American investigative journalist

James Sandler is an American investigative journalist who was part of the New York Times team that won the 2004 Pulitzer Prize for Public Service. His work has appeared in the New York Times, the San Francisco Chronicle, Salon, on the CBS Evening News with Dan Rather and on PBS Frontline.

Sandler was born and raised in St. Louis, Missouri, where he attended Ladue Horton Watkins High School. Sandler dropped out of high school at the age of 16 and received his GED. He eventually graduated from the University of Florida in Gainesville with a degree in psychology, and subsequently obtained a master's degree in journalism from the University of California at Berkeley.

While at Berkeley, Sandler worked closely with Lowell Bergman, a former 60 Minutes producer who was portrayed by Al Pacino in the movie, The Insider. Following up on a tip provided by Bergman, Sandler and another student, Robin Stein, developed a story about deaths, injuries and environmental violations at a nationwide water and sewer pipe foundry. The New York Times hired Sandler and Stein to work with its reporters and continue their reporting.
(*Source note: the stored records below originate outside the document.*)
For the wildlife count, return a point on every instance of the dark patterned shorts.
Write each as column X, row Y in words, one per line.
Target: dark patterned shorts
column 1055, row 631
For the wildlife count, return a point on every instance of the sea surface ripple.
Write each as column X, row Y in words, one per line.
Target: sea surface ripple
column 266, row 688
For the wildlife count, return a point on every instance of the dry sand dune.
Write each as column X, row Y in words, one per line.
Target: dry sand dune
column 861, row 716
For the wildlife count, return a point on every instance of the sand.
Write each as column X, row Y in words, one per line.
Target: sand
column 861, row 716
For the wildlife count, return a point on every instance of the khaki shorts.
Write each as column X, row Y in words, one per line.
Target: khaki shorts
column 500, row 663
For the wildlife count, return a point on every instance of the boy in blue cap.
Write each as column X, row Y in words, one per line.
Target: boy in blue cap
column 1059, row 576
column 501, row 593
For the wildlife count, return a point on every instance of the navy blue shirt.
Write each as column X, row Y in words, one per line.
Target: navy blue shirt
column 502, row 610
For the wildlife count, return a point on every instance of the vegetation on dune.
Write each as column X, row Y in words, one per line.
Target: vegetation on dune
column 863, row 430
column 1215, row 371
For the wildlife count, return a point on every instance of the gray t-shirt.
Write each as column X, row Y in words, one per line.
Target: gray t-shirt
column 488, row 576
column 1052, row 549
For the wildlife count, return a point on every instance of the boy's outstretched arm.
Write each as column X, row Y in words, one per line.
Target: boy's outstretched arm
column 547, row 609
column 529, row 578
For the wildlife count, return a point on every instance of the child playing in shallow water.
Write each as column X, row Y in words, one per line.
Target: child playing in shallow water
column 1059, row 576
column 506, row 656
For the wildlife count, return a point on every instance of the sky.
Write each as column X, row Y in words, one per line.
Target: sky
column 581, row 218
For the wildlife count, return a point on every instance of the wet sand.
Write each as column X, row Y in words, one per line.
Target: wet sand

The story, called “Dangerous Business,” appeared as a three-day series on the front page of the New York Times in January 2003, and as a documentary on PBS Frontline. It won the 2004 Pulitzer Prize for Public Service, the 2004 Alfred I. duPont-Columbia University Award/Silver Baton, the 2004 Harvard University Goldsmith Prize for Investigative Reporting, the 2003 George Foster Peabody Award, and the 2003 Investigative Reporters and Editors Award for Investigative Network Television.

Sandler left journalism in 2008 to pursue a career in health care. He earned a master's degree in nursing from Vanderbilt University in Nashville, Tennessee, and currently works as a Family Nurse Practitioner.